[PHP-DEV] is_numeric_string an hexadecimal numbers (123 == 0x7B)
Hi internals! The internal is_numeric_string [1] function is used to check whether a string contains a number (and to extract that number). Currently is_numeric_string also accepts hexadecimal strings [2] (apart from the normal decimal integers and doubles). This can cause some quite odd behavior at times. E.g. string comparisons also use is_numeric_string, resulting in the behavior: var_dump('123' == '0x7b'); // true In all other parts of the engine hexadecimal strings are not recognized [3]: var_dump((int) '0x7b'); // int(0) This also causes minor problems in other parts of the engine where is_numeric_string is used.

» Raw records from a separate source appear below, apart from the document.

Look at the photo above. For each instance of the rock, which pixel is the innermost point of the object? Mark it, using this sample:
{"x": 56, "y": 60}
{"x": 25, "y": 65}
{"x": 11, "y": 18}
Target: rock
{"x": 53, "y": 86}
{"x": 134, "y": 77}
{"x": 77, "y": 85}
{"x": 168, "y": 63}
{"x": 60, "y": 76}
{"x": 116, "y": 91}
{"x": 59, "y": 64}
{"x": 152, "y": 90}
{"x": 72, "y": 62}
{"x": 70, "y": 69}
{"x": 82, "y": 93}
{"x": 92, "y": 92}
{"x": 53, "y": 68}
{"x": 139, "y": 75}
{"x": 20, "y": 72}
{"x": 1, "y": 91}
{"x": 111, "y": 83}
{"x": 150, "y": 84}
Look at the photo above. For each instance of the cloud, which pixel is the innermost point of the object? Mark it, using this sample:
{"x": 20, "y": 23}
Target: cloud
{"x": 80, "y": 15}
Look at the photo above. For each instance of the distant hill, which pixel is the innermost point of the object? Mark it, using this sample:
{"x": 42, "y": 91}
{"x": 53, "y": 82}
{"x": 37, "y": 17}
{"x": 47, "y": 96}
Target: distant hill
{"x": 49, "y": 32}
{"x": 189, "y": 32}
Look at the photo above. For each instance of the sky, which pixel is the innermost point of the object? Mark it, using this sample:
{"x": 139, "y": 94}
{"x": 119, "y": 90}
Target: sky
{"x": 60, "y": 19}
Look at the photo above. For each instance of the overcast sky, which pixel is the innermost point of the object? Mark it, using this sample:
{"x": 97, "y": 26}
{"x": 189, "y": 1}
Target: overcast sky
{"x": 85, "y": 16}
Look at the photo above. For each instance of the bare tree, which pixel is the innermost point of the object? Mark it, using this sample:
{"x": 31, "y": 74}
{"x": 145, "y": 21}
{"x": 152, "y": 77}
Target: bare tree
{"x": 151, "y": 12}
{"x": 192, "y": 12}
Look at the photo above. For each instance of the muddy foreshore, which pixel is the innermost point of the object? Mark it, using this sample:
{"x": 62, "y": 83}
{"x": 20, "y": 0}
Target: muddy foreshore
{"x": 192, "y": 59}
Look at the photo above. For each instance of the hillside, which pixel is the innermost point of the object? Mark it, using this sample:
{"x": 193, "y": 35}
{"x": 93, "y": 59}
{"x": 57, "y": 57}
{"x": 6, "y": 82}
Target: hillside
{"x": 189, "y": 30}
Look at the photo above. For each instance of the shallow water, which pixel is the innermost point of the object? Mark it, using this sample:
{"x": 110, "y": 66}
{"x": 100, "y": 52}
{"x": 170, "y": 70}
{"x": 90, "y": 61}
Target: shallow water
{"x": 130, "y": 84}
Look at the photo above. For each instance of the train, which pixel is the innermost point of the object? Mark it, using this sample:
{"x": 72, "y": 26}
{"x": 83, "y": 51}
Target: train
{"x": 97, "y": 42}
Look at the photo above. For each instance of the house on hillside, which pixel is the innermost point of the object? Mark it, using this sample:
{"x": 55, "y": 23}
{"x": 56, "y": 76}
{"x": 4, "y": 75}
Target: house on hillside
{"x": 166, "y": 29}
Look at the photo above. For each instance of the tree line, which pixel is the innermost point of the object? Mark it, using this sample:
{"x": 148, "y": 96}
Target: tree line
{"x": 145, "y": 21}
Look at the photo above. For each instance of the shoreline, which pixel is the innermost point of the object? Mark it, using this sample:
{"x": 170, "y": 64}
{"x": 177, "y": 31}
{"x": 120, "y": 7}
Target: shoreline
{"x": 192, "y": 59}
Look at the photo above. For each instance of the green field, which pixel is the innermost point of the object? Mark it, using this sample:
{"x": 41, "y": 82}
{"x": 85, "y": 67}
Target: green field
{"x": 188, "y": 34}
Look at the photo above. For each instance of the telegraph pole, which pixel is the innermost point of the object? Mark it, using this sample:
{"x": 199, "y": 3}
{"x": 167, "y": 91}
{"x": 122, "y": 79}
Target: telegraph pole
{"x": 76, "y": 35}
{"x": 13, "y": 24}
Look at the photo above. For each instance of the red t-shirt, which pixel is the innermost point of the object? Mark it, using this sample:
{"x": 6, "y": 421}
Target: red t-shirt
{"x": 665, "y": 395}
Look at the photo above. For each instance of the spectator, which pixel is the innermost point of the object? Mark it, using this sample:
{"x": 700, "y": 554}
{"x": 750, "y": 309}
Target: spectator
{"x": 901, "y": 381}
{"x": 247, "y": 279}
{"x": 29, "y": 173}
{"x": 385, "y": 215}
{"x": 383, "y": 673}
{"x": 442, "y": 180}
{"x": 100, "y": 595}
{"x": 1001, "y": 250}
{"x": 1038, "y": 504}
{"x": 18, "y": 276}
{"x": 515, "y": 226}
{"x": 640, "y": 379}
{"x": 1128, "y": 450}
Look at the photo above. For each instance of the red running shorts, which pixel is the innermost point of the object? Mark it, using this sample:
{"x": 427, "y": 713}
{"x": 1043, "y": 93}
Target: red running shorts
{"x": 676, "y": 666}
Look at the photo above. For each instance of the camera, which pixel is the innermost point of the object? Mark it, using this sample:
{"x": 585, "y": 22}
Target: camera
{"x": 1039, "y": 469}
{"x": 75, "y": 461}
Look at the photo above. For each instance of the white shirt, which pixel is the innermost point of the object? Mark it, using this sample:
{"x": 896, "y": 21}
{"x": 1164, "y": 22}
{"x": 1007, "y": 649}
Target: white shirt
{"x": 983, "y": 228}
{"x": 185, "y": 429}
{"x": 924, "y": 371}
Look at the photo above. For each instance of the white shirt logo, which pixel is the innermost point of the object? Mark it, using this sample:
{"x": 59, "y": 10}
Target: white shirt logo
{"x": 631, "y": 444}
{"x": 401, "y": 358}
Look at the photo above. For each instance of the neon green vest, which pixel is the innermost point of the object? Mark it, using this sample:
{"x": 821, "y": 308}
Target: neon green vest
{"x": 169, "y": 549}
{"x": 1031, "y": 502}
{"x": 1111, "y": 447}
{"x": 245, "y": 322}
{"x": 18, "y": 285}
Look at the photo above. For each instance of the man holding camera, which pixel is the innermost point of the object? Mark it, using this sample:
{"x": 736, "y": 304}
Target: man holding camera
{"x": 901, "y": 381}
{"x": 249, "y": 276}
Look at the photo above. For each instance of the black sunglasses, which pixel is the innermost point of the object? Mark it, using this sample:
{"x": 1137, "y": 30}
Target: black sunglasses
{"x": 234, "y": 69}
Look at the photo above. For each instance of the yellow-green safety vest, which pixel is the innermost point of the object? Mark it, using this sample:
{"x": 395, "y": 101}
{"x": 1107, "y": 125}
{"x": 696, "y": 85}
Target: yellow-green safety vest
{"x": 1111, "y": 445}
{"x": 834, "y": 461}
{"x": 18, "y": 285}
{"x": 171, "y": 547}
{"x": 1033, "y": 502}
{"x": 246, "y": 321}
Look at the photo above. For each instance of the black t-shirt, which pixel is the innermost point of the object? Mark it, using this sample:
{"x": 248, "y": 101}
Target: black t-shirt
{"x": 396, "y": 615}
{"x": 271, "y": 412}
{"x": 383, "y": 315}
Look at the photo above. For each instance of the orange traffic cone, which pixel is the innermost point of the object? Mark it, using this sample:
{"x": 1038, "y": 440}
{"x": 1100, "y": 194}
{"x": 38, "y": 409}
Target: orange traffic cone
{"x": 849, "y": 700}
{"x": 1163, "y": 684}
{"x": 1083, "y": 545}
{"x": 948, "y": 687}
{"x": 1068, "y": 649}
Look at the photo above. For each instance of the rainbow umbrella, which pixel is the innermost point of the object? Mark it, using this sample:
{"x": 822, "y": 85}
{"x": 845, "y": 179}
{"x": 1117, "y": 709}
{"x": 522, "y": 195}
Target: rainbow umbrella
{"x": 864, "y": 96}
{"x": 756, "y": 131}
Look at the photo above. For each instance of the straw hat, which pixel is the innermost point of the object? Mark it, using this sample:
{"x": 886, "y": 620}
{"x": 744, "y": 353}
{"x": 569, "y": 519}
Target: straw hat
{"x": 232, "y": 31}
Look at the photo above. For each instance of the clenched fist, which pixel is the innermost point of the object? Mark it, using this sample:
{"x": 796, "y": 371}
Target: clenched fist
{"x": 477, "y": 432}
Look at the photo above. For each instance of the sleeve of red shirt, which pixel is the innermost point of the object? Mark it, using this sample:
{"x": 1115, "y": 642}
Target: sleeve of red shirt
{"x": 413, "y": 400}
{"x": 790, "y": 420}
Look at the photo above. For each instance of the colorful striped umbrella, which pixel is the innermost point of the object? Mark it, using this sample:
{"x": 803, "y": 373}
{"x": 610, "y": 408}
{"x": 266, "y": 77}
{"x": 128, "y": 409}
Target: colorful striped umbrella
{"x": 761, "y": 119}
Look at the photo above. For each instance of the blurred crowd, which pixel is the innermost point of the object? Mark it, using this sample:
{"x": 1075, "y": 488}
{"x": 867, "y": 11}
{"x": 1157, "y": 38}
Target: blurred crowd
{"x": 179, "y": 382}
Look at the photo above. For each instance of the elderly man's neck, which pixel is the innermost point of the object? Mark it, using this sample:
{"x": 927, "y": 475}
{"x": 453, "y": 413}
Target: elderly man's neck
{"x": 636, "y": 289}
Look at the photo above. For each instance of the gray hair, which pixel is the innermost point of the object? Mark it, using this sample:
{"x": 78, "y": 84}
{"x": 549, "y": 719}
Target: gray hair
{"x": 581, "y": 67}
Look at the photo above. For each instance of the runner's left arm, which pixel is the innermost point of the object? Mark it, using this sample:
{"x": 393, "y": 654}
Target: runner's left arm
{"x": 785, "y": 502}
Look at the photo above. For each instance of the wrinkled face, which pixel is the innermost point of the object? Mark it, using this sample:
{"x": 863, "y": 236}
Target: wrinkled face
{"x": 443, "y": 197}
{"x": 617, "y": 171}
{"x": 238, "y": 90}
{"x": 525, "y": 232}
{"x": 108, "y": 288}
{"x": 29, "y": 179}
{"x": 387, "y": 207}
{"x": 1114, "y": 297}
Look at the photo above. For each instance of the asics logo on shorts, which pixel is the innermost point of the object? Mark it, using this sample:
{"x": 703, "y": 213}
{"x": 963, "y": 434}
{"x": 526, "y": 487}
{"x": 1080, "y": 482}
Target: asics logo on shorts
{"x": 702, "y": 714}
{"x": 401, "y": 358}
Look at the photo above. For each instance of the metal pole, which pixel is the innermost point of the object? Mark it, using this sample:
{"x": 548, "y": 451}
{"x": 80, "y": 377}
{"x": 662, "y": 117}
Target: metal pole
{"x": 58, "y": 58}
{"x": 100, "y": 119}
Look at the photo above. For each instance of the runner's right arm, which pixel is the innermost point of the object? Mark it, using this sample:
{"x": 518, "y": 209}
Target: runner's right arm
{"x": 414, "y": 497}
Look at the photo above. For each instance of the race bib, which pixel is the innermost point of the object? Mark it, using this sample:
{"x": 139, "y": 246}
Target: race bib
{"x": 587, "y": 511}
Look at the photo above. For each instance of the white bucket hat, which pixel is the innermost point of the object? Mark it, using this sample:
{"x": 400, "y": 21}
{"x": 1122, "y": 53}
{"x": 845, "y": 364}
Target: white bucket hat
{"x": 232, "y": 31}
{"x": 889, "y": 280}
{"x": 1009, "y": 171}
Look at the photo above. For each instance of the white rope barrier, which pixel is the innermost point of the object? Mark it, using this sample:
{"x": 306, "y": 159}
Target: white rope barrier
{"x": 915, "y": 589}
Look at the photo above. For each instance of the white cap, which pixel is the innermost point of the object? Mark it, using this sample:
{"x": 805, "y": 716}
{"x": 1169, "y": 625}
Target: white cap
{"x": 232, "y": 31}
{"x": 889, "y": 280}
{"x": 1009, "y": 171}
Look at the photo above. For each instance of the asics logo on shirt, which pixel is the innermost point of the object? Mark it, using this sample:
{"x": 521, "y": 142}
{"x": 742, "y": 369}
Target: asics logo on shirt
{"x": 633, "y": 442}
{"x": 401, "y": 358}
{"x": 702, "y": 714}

E.g. $string = 'abc'; var_dump($string['0xabc']); // string(a) // 0xabc is first accepted as a number by is_numeric_string, but then cast to 0 by convert_to_long But: $string = 'abc'; var_dump($string['0abc']); // outputs (as expected): Notice: A non well formed numeric value encountered in /code/8KXrYZ on line 9 NULL In my eyes accepting hex strings in is_numeric_string leads to a quite big WTF effect and causes problems and as such should be dropped. I don't think this has much BC impact, so it should be possible to change it. Nikita [1]: http://lxr.php.net/xref/PHP_TRUNK/Zend/zend_operators.h#is_numeric_string [2]: http://lxr.php.net/xref/PHP_TRUNK/Zend/zend_operators.h#131 [3]: http://www.php.net/manual/en/language.types.string.php#language.types.string.conversion -- PHP Internals - PHP Runtime Development Mailing List To unsubscribe, visit: http://www.php.net/unsub.php
Re: [PHP-DEV] is_numeric_string an hexadecimal numbers (123 == 0x7B)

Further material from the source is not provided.